Another grep option!

This also tracks back to #6 and #7 in this series, and to be honest, it's more a shell option I really should have known existed. (I’m not proud: some of the reasoning behind these articles is so that you can learn from my “oh, duh” moments.)

As you may recall, we're tracking down a bunch of files with iso-8859-1 characters to convert to utf-8. Things weren't quite as I painted them in the previous posts, as I discovered the directory tree contained a bunch of binary files that I really didn't want to convert. Time to break out the brutal axe and chainsaw combo beloved of shell hackers everywhere, find and xargs.

find mydir -name '*.html' | xargs grep -l -avx '.*'

Upside, it works.
Massive downside for big directories (mine's probably several million files in a four or five deep tree), that's one process for every smallish group (see xargs --show-limits) of files. And it's freakin' SLOW (literally hours for me).

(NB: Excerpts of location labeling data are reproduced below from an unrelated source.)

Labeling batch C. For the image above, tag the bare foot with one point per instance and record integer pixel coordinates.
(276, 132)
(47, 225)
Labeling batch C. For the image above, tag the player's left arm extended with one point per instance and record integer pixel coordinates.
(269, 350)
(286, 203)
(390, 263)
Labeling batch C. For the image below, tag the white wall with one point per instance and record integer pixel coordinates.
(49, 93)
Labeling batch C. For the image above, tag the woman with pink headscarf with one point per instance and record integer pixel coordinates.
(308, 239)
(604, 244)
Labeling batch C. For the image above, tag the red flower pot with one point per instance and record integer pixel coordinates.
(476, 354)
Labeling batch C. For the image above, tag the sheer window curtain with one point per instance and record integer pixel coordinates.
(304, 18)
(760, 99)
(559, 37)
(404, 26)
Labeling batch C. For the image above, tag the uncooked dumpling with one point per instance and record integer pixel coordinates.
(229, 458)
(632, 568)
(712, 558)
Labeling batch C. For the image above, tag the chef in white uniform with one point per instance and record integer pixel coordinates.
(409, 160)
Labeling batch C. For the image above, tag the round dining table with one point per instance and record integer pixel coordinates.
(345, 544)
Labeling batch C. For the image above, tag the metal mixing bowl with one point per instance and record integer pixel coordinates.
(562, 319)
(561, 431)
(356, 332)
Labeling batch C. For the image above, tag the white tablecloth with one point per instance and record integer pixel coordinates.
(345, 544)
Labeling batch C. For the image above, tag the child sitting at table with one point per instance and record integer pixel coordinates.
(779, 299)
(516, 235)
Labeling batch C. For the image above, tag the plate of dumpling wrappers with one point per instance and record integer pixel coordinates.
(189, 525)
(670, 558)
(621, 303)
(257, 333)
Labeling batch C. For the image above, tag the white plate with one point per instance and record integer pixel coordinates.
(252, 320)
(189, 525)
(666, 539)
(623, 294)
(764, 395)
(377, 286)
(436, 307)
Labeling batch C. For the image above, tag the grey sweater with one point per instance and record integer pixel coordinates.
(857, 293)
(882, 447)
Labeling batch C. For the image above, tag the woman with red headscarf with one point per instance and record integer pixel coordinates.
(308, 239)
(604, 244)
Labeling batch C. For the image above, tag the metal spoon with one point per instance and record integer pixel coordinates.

You may imagine me kicking myself (hey, I'm big enough to admit when I mess up!) when I was checking the man page for grep and found this FAR more elegant solution.

grep -l -r --include '*.html' -avx '.*' mydir

--include '<pattern>' makes grep only check files that match <pattern>. As with find -name, stick the pattern in quotes so the shell doesn't try and match it first. And yes, there's a --exclude as well :D.